Jay Biggins, executive managing director of Princeton-based Biggins Lacy Shapiro & Co., one of the leading economic development consulting firms in the country, called the hiring a big win.
“This makes so much sense for Choose New Jersey and the state,” he said. “To have someone of Michele Brown’s caliber and reputation come to Choose New Jersey will (create) the next generation of Choose New Jersey as it deepens its capabilities.”
Brown’s time at the EDA is an obvious plus, Biggins said.
“Her leadership at the EDA was so strong that now she’s an accomplished senior economic development professional,” he said. “Adding her leadership will flesh out the organization capabilities in every direction.”
Brown, a former federal prosecutor under Christie and one of his closest advisers, succeeded longtime CEO Caren Franzini at the EDA. Prior to joining the authority, she was Christie’s appointments counsel.

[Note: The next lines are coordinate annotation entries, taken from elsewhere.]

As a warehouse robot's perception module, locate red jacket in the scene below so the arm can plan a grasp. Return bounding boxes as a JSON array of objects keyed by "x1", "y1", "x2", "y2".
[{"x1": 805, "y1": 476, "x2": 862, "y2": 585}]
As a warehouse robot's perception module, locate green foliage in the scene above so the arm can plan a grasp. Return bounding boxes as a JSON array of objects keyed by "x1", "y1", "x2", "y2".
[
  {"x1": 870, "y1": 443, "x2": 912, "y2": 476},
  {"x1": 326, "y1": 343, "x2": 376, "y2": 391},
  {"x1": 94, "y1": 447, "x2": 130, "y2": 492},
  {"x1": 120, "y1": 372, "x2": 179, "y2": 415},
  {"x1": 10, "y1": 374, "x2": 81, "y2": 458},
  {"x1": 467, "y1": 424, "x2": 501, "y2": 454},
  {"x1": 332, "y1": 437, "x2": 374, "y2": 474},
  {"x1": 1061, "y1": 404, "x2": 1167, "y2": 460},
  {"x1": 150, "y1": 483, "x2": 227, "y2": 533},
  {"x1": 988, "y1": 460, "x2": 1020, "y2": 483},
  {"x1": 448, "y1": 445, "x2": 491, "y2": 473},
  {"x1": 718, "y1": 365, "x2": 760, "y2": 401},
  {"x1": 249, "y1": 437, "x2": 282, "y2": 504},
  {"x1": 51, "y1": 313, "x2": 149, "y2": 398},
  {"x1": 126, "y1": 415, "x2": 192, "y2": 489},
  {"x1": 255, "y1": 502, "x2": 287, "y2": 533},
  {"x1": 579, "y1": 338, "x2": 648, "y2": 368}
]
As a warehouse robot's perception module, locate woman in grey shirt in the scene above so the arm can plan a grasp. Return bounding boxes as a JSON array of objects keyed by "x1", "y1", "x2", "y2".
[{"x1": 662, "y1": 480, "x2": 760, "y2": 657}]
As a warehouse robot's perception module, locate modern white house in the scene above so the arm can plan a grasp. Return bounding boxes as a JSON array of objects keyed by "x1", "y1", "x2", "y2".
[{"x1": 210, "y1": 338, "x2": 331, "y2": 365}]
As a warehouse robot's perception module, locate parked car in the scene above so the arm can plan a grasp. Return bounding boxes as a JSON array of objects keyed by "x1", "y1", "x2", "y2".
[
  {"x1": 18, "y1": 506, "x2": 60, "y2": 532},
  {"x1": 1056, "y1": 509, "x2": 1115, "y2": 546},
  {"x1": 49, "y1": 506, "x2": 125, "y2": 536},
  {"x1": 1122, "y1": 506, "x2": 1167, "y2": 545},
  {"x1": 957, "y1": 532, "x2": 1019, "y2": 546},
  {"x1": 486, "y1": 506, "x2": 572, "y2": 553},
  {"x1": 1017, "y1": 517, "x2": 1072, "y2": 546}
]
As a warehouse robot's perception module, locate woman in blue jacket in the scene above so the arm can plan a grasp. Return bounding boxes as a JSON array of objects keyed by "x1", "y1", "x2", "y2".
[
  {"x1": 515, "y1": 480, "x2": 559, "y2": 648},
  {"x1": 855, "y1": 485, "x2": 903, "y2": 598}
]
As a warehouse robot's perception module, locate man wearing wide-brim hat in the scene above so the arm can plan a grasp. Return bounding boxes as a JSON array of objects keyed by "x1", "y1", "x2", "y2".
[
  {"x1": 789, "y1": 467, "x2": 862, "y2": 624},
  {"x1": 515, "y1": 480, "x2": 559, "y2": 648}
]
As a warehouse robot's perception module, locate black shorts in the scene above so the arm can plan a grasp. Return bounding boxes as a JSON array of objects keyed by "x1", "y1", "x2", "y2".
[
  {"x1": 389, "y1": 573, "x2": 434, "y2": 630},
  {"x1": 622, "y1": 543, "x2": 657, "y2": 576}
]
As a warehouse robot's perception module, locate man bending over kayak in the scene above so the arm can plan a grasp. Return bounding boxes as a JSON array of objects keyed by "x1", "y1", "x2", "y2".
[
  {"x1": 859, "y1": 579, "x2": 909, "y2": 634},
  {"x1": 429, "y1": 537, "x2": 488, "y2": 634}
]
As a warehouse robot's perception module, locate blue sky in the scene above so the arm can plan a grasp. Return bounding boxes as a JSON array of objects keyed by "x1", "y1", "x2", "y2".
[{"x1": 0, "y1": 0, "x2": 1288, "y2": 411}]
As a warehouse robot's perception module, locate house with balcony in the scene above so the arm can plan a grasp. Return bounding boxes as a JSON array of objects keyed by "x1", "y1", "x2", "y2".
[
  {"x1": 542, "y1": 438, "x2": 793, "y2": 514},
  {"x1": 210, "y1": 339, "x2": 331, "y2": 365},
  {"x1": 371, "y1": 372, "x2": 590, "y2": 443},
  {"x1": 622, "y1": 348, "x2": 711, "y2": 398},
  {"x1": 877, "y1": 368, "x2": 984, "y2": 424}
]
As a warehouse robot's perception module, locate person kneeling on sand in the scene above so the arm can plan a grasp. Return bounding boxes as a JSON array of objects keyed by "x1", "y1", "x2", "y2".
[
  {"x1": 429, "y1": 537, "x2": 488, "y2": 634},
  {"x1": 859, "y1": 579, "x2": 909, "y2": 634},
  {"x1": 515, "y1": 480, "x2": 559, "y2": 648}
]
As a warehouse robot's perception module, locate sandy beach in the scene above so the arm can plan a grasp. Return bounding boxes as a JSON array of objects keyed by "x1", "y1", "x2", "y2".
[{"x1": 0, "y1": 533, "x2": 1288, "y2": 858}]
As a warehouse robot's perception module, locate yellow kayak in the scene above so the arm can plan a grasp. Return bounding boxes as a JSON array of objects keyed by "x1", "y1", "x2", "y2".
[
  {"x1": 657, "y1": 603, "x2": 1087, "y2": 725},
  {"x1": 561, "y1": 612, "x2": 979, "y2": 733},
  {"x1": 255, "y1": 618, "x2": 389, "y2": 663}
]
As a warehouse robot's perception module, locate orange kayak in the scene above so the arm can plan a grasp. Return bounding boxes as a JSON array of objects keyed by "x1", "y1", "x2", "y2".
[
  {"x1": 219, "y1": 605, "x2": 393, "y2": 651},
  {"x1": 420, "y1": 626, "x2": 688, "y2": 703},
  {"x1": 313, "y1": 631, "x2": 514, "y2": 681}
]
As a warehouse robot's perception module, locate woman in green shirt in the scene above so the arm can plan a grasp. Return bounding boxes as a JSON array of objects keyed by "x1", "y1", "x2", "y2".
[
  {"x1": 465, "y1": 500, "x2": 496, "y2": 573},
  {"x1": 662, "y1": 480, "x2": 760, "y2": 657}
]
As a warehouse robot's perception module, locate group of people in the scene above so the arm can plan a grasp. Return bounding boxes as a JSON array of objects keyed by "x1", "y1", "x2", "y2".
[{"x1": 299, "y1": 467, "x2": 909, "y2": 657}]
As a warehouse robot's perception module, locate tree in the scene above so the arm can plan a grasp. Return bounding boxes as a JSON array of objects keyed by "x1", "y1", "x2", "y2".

She has been at the helm in a time when the EDA’s profile has grown considerably, thanks to the expansion of business and development incentives under the Economic Opportunity Act of 2013.
During her tenure, the EDA closed on financing totaling more than $3 billion to support nearly 550 projects across the state, Choose New Jersey said in a news release. These projects are expected to leverage $7.5 billion in private investment and create and retain more than 80,000 jobs. She also guided the EDA in its administration of programs aimed at helping impacted businesses and communities recover from the devastation of Hurricane Sandy.
In its release, Choose New Jersey said it has supported the recruitment, expansion and/or retention of 60 corporate operations that accounted for more than 12,600 jobs and nearly $1.4 billion in capital investment — including investments by Allergan, Ferring
Pharmaceuticals, First Data Corp., Orexo, Sandoz, Shiamak, and Valeant/Bausch Lomb.
McDaniel, lauded by many for her efforts to get Choose New Jersey going, said in a prepared statement that she was thrilled that Brown will succeed her.
“I’m incredibly proud of what we were able to accomplish in the past four years,” she said. “There is a growing recognition around the world that New Jersey has a superb business climate and a strong pipeline of leads that Michele and the state’s economic development team will no doubt handle with expert care.”